Леденев и Халзанов притащились в барак. Лежавшие на нарах Извеков и Зарубин вовсю уже спорили. Матвей каждый день слушал их с неслабеющей жадностью — не только потому, что изнурительно искал какую-то единственную правду, но и как будто из инстинкта сохранения человека в себе. Отвлеченные споры об исходе войны, о царе, о народе, о России-святыне и России-тюрьме будоражили вянущий ум, вытягивали из дремотного оцепенения, не давали Матвею превратиться в животное, в дерево, как будто раздвигая невеликое пространство лагеря до пределов всего неохватно огромного мира, в котором все бурлит, беснуется, меняется.
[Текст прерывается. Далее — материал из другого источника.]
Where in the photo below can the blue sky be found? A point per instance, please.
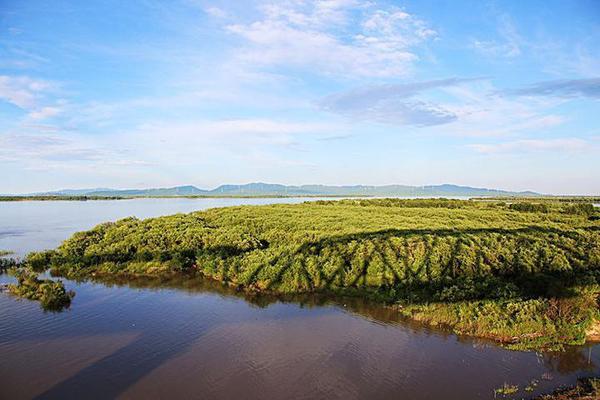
(502, 94)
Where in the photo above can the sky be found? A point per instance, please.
(148, 93)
— Не-на-ви-жу, — вытягивал Извеков из себя, и губы его поводила прогорклая злоба. — Нашу интел-лигенцию — этих рыцарей славного ордена, литераторов русских, аблакатов-заступничков, онанирующих свободолюбцев с их болезненно развитым чувством ответственности за свой темный народ, который-де надобно вывести к свету. А еще пожалеть. Всех пожалеть. Мужик с топором пошел на большую дорогу — так это не он нарушил завет, а его угнетали. Голодный студент залез в чужой дом, зарезал купца с женой и дочушкой двенадцати лет — так тоже не сам, а среда, изволите видеть, заела. Если голоден был, значит, право имел. А купец — ростовщик, сволочь, выжига да еще мракобес из союза Михаила Архангела. То ли дело студентик — пригожий, молоденький, сразу видно, что ужас как мучился, когда резал людей. А то и «тварь ли я дрожащая» — не банальный убийца, а истины жаждал. Так и насильник, обделенный счастьем полового удовольствия, имеет право взять ту милость у любой. А бомбисты, так те меньше всех виноваты — хотели достучаться до совести царя. Как будто та спала, как будто не дала крестьянам волю… Ах, ну да, вам же ма-ало. Что ни дай — мало, мало! Сладкий Горький пророком явился: человек звучит гордо. Нельзя его в окопы. Нельзя на колени пред ликом Господним. Нельзя во фрунт перед царем. Ведь это больно на коленях, унижение. Поднять его надо с колен, распрямить. Так перед Богом же, перед царем? А знаете ли, есть теория, что Бога нет, а человек от обезьяны. Помилуйте, а что же можно делать с человеком? А вот ничего и нельзя — это мне, человеку, все можно. Это как же, простите, все-все? Да, все, согласно моей совести. И широкую, ясную грудью дорогу — куда влечет тебя свободный ум… А тут и вы, большевички, со всею вашей грубой прямотой — все низменное, темное, что есть в природе человека, вы ставите себе на службу, вытаскиваете из настрадавшегося на войне солдата…
— Вот именно: из настрадавшегося, — оборвал со спокойной улыбкой Зарубин. — Из каждого, кому охота знать: а отчего же это он страдает, по чьему произволу? Что до низменных чувств, то, по-вашему, низость и мерзость могут быть только в низших по отношению к вам, дворянам, только в диких, дремучих, тупых мужиках или уж в разночинцах, иноверцах, жидах, которых вы, конечно, и за людей-то не считаете. А не ваши ли деды и прадеды тысячу лет секли мужика на конюшне, продавали людей как скотину и не видели в том ни стыда, ни греха? А дав крестьянству волю, продолжали его грабить, драть с него за аренду земли, нанимать за гроши в услужение, держать его в проголоди, то есть во власти тех самых звериных инстинктов, да еще удивляться, что мужик и рабочий не разделяют ваших идеалов верности и долга? А какого же долга? Хребет на вас гнуть? Вы знаете, в чем ваша, власть имущих классов, роковая ошибка? Вам нужно, чтоб Россия жила на две веры. Одна мораль для всех, кто пашет землю, работает на фабриках, горбатится на вас. Их надо держать в страхе божьем, в понятиях греха и воздаяния за гробом, а когда эти страхи немного ослабнут, то сгодится казачья нагайка.
Матвей краем глаза приметил, что Леденев по-волчьи улыбается, как будто говоря оскалом: да, все так.